Use ALT + 0178 on the numpad for squared(superscript 2).

ALT + 0179 for cubed.

You can set up a Custom Format for this is you have a great whack to do.

Format>Cells>Number>Custom

Enter ### then hit ALT + 0178


Gord Dibben Excel MVP

On Sat, 3 Dec 2005 12:33:03 -0800, Hyperyoda
<Hyperyoda@discussions.microsoft.com> wrote:

>this may seem a silly question, but how do you type powers in excel?
>i.e. numbers to the power of something.
>
>e.g. in WORD, you can type numbers to the power of something by pressing
>"ctrl + shift + ="
>to allow you to type things like the "th" on the "5th" of january, the same
>thing can be used to type 7 squared - e.g. allowing me to type a small number
>"2" top right of the 7.
>how can you do this is excel 2003?
>is it possible?
>(i require this for use in a title - not an equation...)
>
>many thanks if anyone knows.

----------


## Gord Dibben

Note:

My first method will change the value to text.

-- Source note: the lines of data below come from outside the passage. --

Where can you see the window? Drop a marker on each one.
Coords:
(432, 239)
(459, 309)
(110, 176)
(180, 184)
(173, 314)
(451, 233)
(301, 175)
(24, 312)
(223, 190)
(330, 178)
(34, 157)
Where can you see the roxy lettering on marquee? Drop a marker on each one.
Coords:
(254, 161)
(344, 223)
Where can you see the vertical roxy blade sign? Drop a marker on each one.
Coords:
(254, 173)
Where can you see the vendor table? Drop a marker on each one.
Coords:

The Custom Format will leave the number as a number.


Gord Dibben Excel MVP

On Sat, 03 Dec 2005 13:08:06 -0800, Gord Dibben <gorddibbATshawDOTca@> wrote:

>Use ALT + 0178 on the numpad for squared(superscript 2).
>
>ALT + 0179 for cubed.
>
>You can set up a Custom Format for this is you have a great whack to do.
>
>Format>Cells>Number>Custom
>
>Enter ### then hit ALT + 0178
>
>
>Gord Dibben Excel MVP
>
>On Sat, 3 Dec 2005 12:33:03 -0800, Hyperyoda
><Hyperyoda@discussions.microsoft.com> wrote:
>
>>this may seem a silly question, but how do you type powers in excel?
>>i.e. numbers to the power of something.
>>
>>e.g. in WORD, you can type numbers to the power of something by pressing
>>"ctrl + shift + ="
>>to allow you to type things like the "th" on the "5th" of january, the same
>>thing can be used to type 7 squared - e.g. allowing me to type a small number
>>"2" top right of the 7.
>>how can you do this is excel 2003?
>>is it possible?
>>(i require this for use in a title - not an equation...)
>>
>>many thanks if anyone knows.

----------